Will certified e-mail stop spam? (was: unsubscribing... etc)

Peter plp-ysDPMY98cNQDDBjDh4tngg at public.gmane.org
Tue Apr 18 01:14:46 UTC 2006


On Mon, 17 Apr 2006, Lennart Sorensen wrote:

> On Mon, Apr 17, 2006 at 09:16:02PM +0300, Peter wrote:
>> True. But port 25 incoming has nothing to do with spam sending. Current
>> botnets send spam by forging packets or so it seems.
>
> Sure it does.  It has a lot to do with sending spam.  If your ISP blocks
> outgoing port 25, then you can't make a connection to any mailserver
> anywhere, so you can't send any email at all.  The only place you can
> send email is through the ISP email server, and then they have a log of
> who did it and when.  It is probably the single most effective thing an
> ISP can do, much as I personally hate not being able to do my own email
> server.

But that would be a 'properly' (ahem) configured ISP. We are talking 
about the _other_ ones.

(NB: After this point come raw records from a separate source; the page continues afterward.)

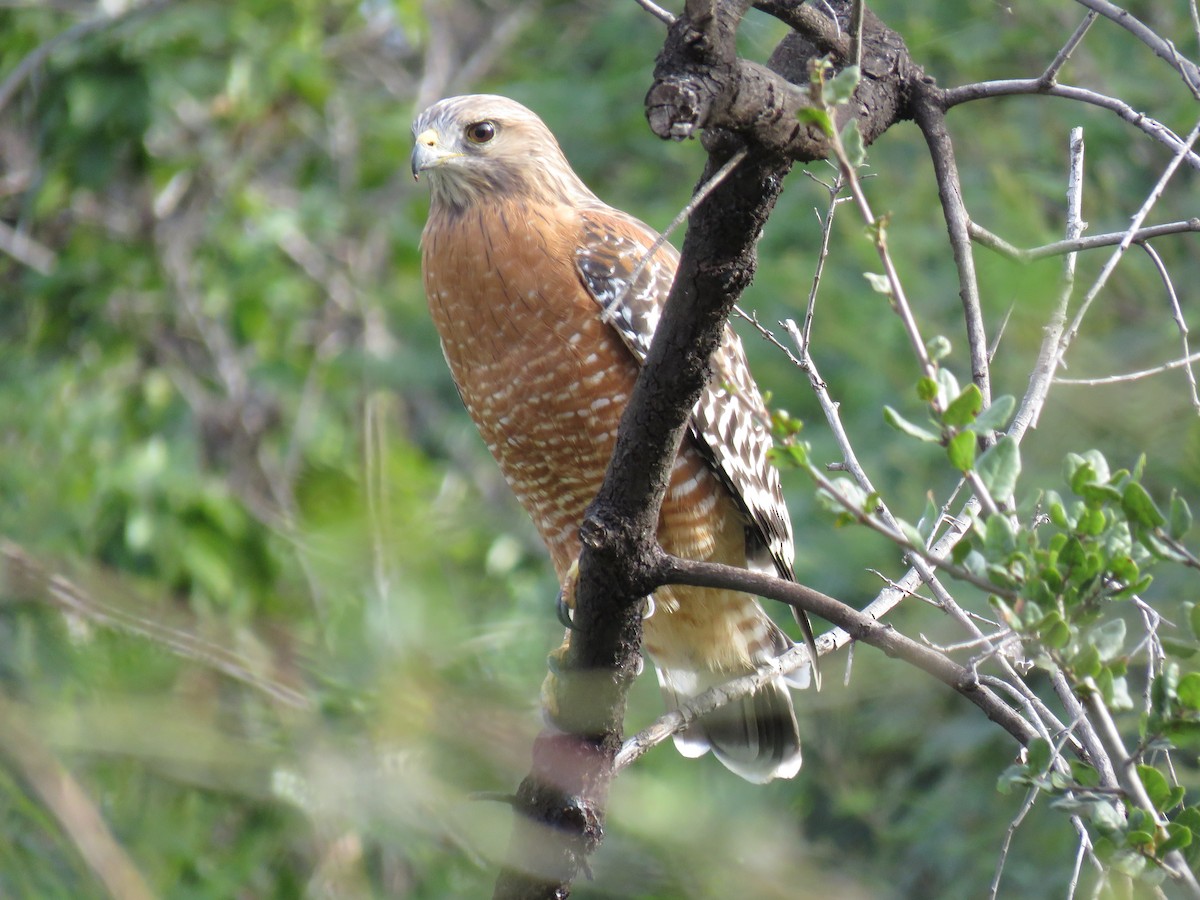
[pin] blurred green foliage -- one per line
(295, 619)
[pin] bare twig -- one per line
(1163, 48)
(1048, 355)
(930, 118)
(1180, 323)
(856, 33)
(1129, 780)
(655, 11)
(1051, 73)
(1133, 376)
(1135, 223)
(985, 238)
(1152, 127)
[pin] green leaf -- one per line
(879, 283)
(1156, 785)
(906, 427)
(1097, 495)
(852, 143)
(1177, 838)
(1000, 467)
(1087, 663)
(961, 450)
(816, 117)
(1181, 517)
(1117, 693)
(840, 88)
(1140, 508)
(1185, 735)
(1189, 817)
(1188, 690)
(1000, 539)
(1107, 817)
(964, 408)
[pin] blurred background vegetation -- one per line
(269, 616)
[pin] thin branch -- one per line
(1051, 73)
(930, 118)
(1163, 48)
(1133, 376)
(993, 241)
(1155, 129)
(1177, 315)
(1135, 223)
(1047, 363)
(859, 625)
(856, 33)
(657, 11)
(1129, 780)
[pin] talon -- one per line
(556, 663)
(556, 660)
(564, 611)
(564, 606)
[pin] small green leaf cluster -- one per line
(957, 421)
(827, 94)
(1061, 576)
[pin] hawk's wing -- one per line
(730, 420)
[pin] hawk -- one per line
(546, 307)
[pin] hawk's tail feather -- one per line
(755, 736)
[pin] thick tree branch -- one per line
(561, 803)
(1155, 129)
(930, 118)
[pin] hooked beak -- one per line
(427, 153)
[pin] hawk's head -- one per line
(483, 147)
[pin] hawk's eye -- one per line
(480, 132)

Plus, you said, yourself, what is wrong with 
that. Obviously the blocking of outgoing 25 won't pull in many customers 
at a colocated server farm or any ISP interested in supplying power 
users in general.

>> Port 25 has nothing to do with it on the sending side. The packets are
>> forged, header, origin port and everything.
>
> You can't forge the destination, which is port 25 on some mail server.
> It has everything to do with sending.  You have to connect to deliver.

Yes, you can. The case of a 'bsofh' ISP is not what I was considering. 
Most spam origins aren't like that at all. They are _too_ lax.